On February 28, 2025, DeepSeek made significant strides in the open-source community by launching the Fire-Flyer File System (3FS) and the Smallpond data processing framework. These innovations are designed to enhance data access and processing capabilities, particularly for AI training and inference workloads.
The Fire-Flyer File System (3FS) is a high-performance distributed file system that leverages modern SSDs and RDMA networks. It aims to provide a robust shared storage layer that simplifies the development of distributed applications.
By bypassing the operating system of each device, this technique called remote direct memory access (RDMA) enables the seamless transfer of data between the memory of two distinct computers, allowing for direct and unobstructed communication between their respective memory spaces.
The performance of 3FS has been validated through rigorous testing. For instance, a read stress test on a large 3FS cluster demonstrated an aggregate read throughput of 6.6 TiB/s with background traffic from training jobs.
DeepSeek has also introduced the Smallpond framework alongside 3FS and designed it for data processing on 3FS. Smallpond provides a lightweight distributed data processing framework. It uses duckdb as the compute engine and stores data in parquet format on a distributed file system (e.g. 3FS).
Clone the repository and install the necessary dependencies to get started with 3FS.
1. # Clone the 3FS repository
git clone https://github.com/deepseek-ai/3fs
2. # Navigate to the directory and initialize submodules
cd 3fs
git submodule update --init --recursive
./patches/apply.sh
For more usage and options, please refer to the 3FS documentation.
To get started with Smallpond, please follow these steps:
!pip install smallpond
The first step is to initialize a Smallpond session:
import smallpond
sp = smallpond.init()
You can create a DataFrame from a set of files. For example, to load Parquet files:
df = sp.read_parquet("path/to/dataset/*.parquet")
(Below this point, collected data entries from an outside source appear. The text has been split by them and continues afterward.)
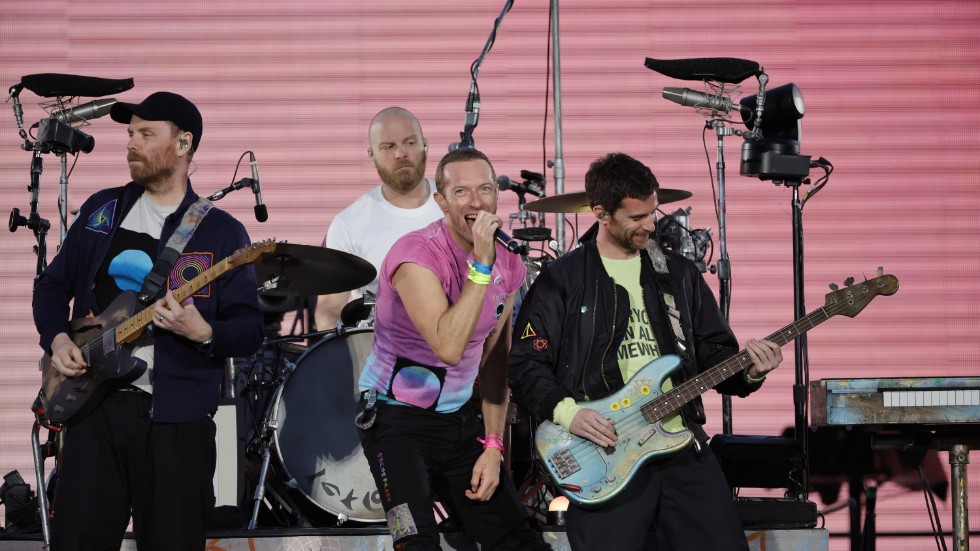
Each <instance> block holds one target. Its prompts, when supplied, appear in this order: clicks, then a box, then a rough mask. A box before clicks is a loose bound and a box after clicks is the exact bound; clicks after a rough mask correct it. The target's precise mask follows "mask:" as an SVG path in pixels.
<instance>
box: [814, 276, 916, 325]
mask: <svg viewBox="0 0 980 551" xmlns="http://www.w3.org/2000/svg"><path fill="white" fill-rule="evenodd" d="M880 273H881V272H880V269H879V274H880ZM851 281H853V279H851ZM832 288H833V286H832ZM897 291H898V278H897V277H895V276H893V275H879V276H878V277H876V278H874V279H866V280H864V281H863V282H861V283H857V284H854V285H850V286H848V287H845V288H843V289H840V290H839V291H834V292H832V293H827V299H826V302H825V307H826V308H827V310H829V311H830V314H831V315H837V314H843V315H845V316H847V317H850V318H853V317H854V316H856V315H858V313H859V312H860V311H861V310H864V307H865V306H867V305H868V303H869V302H871V300H872V299H873V298H875V297H876V296H878V295H894V294H895V293H896V292H897Z"/></svg>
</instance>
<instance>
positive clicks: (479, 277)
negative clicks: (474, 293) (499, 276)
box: [469, 266, 490, 285]
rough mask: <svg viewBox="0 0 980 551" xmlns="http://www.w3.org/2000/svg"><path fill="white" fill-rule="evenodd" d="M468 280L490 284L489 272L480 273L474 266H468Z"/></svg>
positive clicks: (484, 284) (487, 284) (480, 284)
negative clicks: (469, 267)
mask: <svg viewBox="0 0 980 551" xmlns="http://www.w3.org/2000/svg"><path fill="white" fill-rule="evenodd" d="M469 280H470V281H472V282H473V283H476V284H477V285H490V274H484V273H480V272H479V271H478V270H477V269H476V268H474V267H472V266H470V275H469Z"/></svg>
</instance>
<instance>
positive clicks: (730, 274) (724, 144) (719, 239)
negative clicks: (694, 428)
mask: <svg viewBox="0 0 980 551" xmlns="http://www.w3.org/2000/svg"><path fill="white" fill-rule="evenodd" d="M707 124H708V127H709V128H714V129H715V136H717V138H718V159H717V162H716V163H715V170H716V171H717V178H718V262H717V263H716V264H715V265H716V266H717V272H718V307H719V308H720V309H721V315H722V316H724V318H725V321H728V320H729V311H730V309H731V304H732V298H731V284H732V273H731V264H730V263H729V259H728V233H727V228H728V223H727V221H726V217H725V205H726V201H725V140H724V138H725V136H730V135H731V134H733V133H734V132H735V130H734V129H733V128H732V127H730V126H725V120H724V119H721V118H712V119H709V120H708V123H707ZM721 432H722V433H723V434H732V397H731V396H729V395H727V394H722V395H721Z"/></svg>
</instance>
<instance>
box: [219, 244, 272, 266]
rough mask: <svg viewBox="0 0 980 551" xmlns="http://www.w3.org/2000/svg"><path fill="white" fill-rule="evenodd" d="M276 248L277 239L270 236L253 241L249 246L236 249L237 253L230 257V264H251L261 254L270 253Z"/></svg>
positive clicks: (232, 255) (234, 265)
mask: <svg viewBox="0 0 980 551" xmlns="http://www.w3.org/2000/svg"><path fill="white" fill-rule="evenodd" d="M275 249H276V239H275V238H270V239H266V240H264V241H259V242H258V243H252V244H251V245H249V246H247V247H242V248H241V249H238V250H237V251H235V254H233V255H231V256H229V257H228V264H229V265H231V266H232V267H235V266H239V265H242V264H250V263H252V262H255V261H256V260H258V258H259V256H261V255H263V254H265V253H270V252H272V251H274V250H275Z"/></svg>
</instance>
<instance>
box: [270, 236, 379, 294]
mask: <svg viewBox="0 0 980 551" xmlns="http://www.w3.org/2000/svg"><path fill="white" fill-rule="evenodd" d="M255 275H256V277H257V278H258V281H259V294H260V295H266V296H311V295H327V294H331V293H341V292H343V291H350V290H351V289H357V288H358V287H361V286H364V285H367V284H368V283H370V282H371V281H372V280H374V276H376V275H377V270H375V269H374V266H372V265H371V263H370V262H368V261H367V260H364V259H363V258H361V257H359V256H355V255H352V254H350V253H345V252H343V251H338V250H335V249H328V248H326V247H313V246H311V245H295V244H293V243H277V244H276V249H275V250H274V251H273V252H269V253H265V254H263V255H262V256H261V257H259V260H258V262H256V263H255Z"/></svg>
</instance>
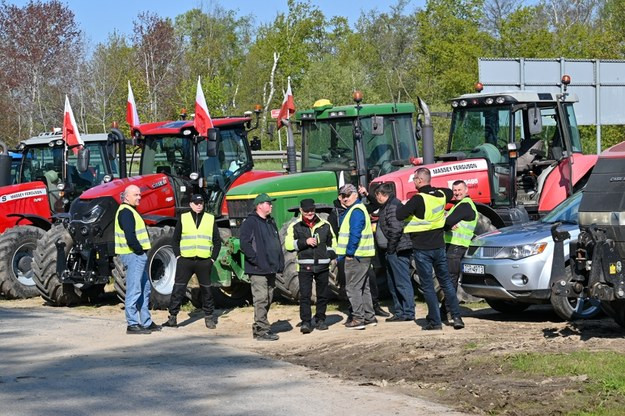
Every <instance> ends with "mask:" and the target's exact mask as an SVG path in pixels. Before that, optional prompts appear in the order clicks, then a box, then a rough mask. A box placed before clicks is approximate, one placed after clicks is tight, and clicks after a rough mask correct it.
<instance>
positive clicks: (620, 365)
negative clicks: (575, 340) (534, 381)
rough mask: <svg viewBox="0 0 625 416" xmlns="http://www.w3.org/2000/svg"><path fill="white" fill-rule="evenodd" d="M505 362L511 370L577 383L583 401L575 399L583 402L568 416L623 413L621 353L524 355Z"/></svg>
mask: <svg viewBox="0 0 625 416" xmlns="http://www.w3.org/2000/svg"><path fill="white" fill-rule="evenodd" d="M506 363H507V365H508V366H509V367H510V368H511V369H512V370H516V371H520V372H523V373H525V374H530V375H535V376H543V377H559V378H572V379H573V380H574V382H575V383H577V384H578V387H579V389H578V394H581V395H582V396H584V398H583V400H579V398H578V399H577V400H576V401H578V402H579V403H580V404H581V403H583V406H579V407H580V408H581V409H580V410H575V411H572V412H569V413H568V414H569V415H575V416H582V415H601V416H609V415H622V414H625V354H622V353H618V352H613V351H576V352H572V353H565V354H539V353H526V354H517V355H512V356H508V357H507V358H506ZM574 378H579V379H578V380H576V379H574ZM576 407H578V406H576Z"/></svg>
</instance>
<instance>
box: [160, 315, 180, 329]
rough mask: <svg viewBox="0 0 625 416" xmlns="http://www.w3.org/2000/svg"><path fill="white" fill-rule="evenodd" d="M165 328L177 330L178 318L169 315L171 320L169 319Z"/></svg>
mask: <svg viewBox="0 0 625 416" xmlns="http://www.w3.org/2000/svg"><path fill="white" fill-rule="evenodd" d="M163 326H166V327H169V328H177V327H178V319H177V318H176V315H169V318H167V322H165V323H164V324H163Z"/></svg>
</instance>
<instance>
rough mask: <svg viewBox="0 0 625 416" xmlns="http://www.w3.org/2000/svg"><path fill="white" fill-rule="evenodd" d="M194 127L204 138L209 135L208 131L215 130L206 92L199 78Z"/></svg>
mask: <svg viewBox="0 0 625 416" xmlns="http://www.w3.org/2000/svg"><path fill="white" fill-rule="evenodd" d="M193 127H195V130H196V131H197V133H198V134H199V135H200V136H202V137H204V136H206V135H207V131H208V129H212V128H213V120H211V118H210V113H209V112H208V107H207V106H206V99H205V98H204V91H203V90H202V84H201V83H200V77H197V92H196V93H195V118H194V119H193Z"/></svg>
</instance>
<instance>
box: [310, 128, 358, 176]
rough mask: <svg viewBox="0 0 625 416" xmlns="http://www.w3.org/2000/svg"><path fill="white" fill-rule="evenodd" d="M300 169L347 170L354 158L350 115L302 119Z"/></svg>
mask: <svg viewBox="0 0 625 416" xmlns="http://www.w3.org/2000/svg"><path fill="white" fill-rule="evenodd" d="M302 141H303V145H302V150H303V152H302V171H304V172H306V171H317V170H348V169H351V168H352V165H353V166H355V162H354V145H353V142H354V121H353V119H345V118H343V119H334V120H317V121H314V122H311V123H302Z"/></svg>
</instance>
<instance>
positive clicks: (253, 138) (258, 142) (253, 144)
mask: <svg viewBox="0 0 625 416" xmlns="http://www.w3.org/2000/svg"><path fill="white" fill-rule="evenodd" d="M260 147H261V146H260V139H259V138H258V136H254V137H253V138H252V141H250V150H260Z"/></svg>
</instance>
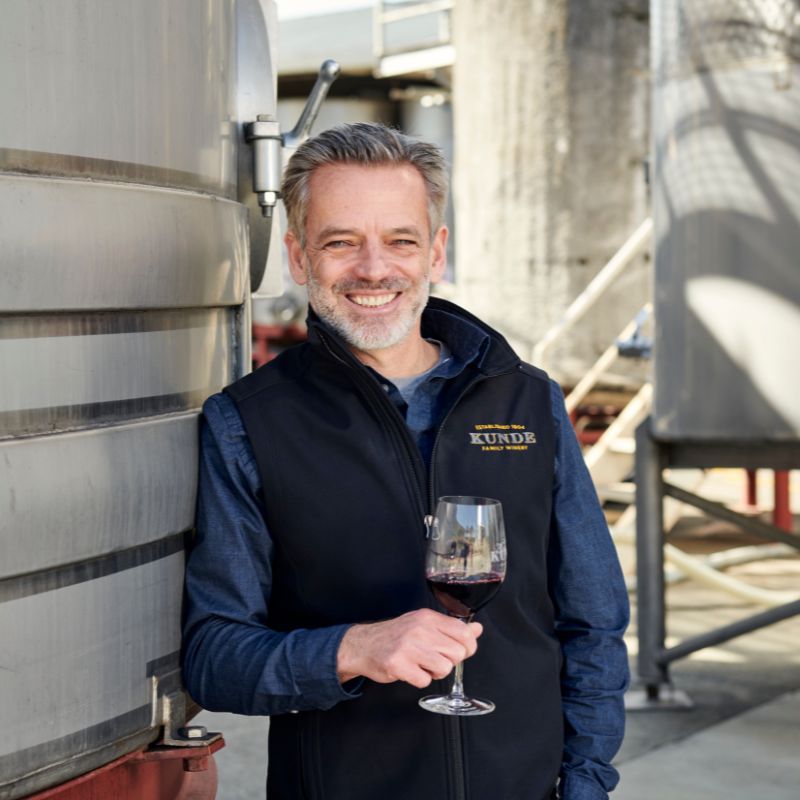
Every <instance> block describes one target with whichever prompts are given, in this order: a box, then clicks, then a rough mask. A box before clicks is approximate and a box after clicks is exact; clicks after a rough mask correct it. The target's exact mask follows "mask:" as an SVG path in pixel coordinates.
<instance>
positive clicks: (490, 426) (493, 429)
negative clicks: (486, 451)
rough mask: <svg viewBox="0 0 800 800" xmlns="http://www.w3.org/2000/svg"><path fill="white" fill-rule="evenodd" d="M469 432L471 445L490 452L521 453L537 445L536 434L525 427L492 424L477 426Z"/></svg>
mask: <svg viewBox="0 0 800 800" xmlns="http://www.w3.org/2000/svg"><path fill="white" fill-rule="evenodd" d="M474 428H475V430H474V431H470V432H469V443H470V444H471V445H475V446H477V447H480V448H481V450H485V451H489V452H502V451H505V450H510V451H512V452H514V451H516V452H520V451H525V450H527V449H528V448H529V447H530V446H531V445H532V444H536V434H535V433H534V432H533V431H529V430H528V429H527V427H526V426H525V425H517V424H515V423H513V422H512V423H510V424H508V425H505V424H500V423H491V424H485V425H475V426H474Z"/></svg>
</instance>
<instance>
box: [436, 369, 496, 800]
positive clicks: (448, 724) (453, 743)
mask: <svg viewBox="0 0 800 800" xmlns="http://www.w3.org/2000/svg"><path fill="white" fill-rule="evenodd" d="M483 380H485V376H483V377H477V378H475V380H472V381H470V382H469V384H468V385H467V386H465V387H464V389H463V390H462V391H461V393H460V394H459V395H458V397H457V398H456V400H455V402H454V403H453V404H452V405H451V406H450V408H449V409H447V413H446V414H445V415H444V419H443V420H442V421H441V423H440V424H439V430H437V431H436V438H435V439H434V440H433V448H432V449H431V462H430V468H429V470H428V503H429V508H430V513H431V514H434V513H435V511H436V485H435V482H434V467H435V464H436V451H437V450H438V449H439V440H440V438H441V435H442V431H443V430H444V426H445V425H446V424H447V420H448V419H449V418H450V415H451V414H452V412H453V410H454V409H455V408H456V406H457V405H459V404H460V403H461V401H462V400H463V399H464V395H465V394H466V393H467V392H468V391H469V390H470V389H472V387H473V386H476V385H477V384H478V383H480V382H481V381H483ZM442 683H444V681H442ZM445 691H447V689H446V690H445ZM445 723H446V726H447V744H448V747H447V748H446V749H449V750H450V751H451V755H452V760H451V763H452V765H453V791H454V793H455V800H467V774H466V768H465V764H464V741H463V732H462V730H461V720H460V719H459V718H458V717H448V718H446V720H445Z"/></svg>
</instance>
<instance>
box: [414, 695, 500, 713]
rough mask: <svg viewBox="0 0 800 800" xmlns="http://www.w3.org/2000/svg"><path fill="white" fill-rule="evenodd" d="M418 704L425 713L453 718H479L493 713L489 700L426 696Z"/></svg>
mask: <svg viewBox="0 0 800 800" xmlns="http://www.w3.org/2000/svg"><path fill="white" fill-rule="evenodd" d="M419 704H420V706H421V707H422V708H424V709H425V710H426V711H433V713H434V714H447V715H449V716H453V717H479V716H480V715H481V714H490V713H491V712H492V711H494V703H492V702H491V700H479V699H478V698H477V697H464V696H463V695H453V694H432V695H428V696H427V697H423V698H422V699H421V700H420V701H419Z"/></svg>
Smallpond requires users to manually specify data partitions. Here are some examples:
df = df.repartition(3) # Repartition by files
df = df.repartition(3, by_row=True) # Repartition by rows
df = df.repartition(3, hash_by="host") # Repartition by hash of a column
You can apply Python functions or SQL expressions to transform your data, these are some of the examples:
df = df.map('a + b as c') # Using SQL-like syntax
df = df.map(lambda row: {'c': row['a'] + row['b']}) # Using a Python function
After processing your data, you can save it back to various formats. For instance, to save your DataFrame as a Parquet file:
df.write_parquet("path/to/output/dataset.parquet")
To execute a job in Smallpond, you can use the following command:
sp.run(df)
This command will trigger the execution of the transformations and save the results as specified.
Smallpond provides tools for monitoring job progress and debugging. When encountering job execution problems, delving into the log data and analyzing it can be instrumental in troubleshooting and resolving issues. Additionally, users have access to a comprehensive knowledge base that includes detailed documentation and tutorials on utilizing Smallpond effectively. This resource offers real-world examples and expert insights, ensuring users can efficiently navigate the platform and unlock its full potential.
The availability of use cases and step-by-step guides further enhances Smallpond’s capabilities, and users can access them through the official support channel. These resources provide users with valuable information and expert assistance to optimize their Smallpond experience and address any difficulties they encounter.
Previous Updates:
The open source of 3FS and Smallpond Framework is a significant leap forward in the field of data processing. Their high abilities, ease of use, as well as consistency empower the researchers and developers in the Open source field. Now the applications of data-intensive tasks evolve at a faster pace, 3FS and Smallpond promise a great infrastructure to meet the workloads of modern applications.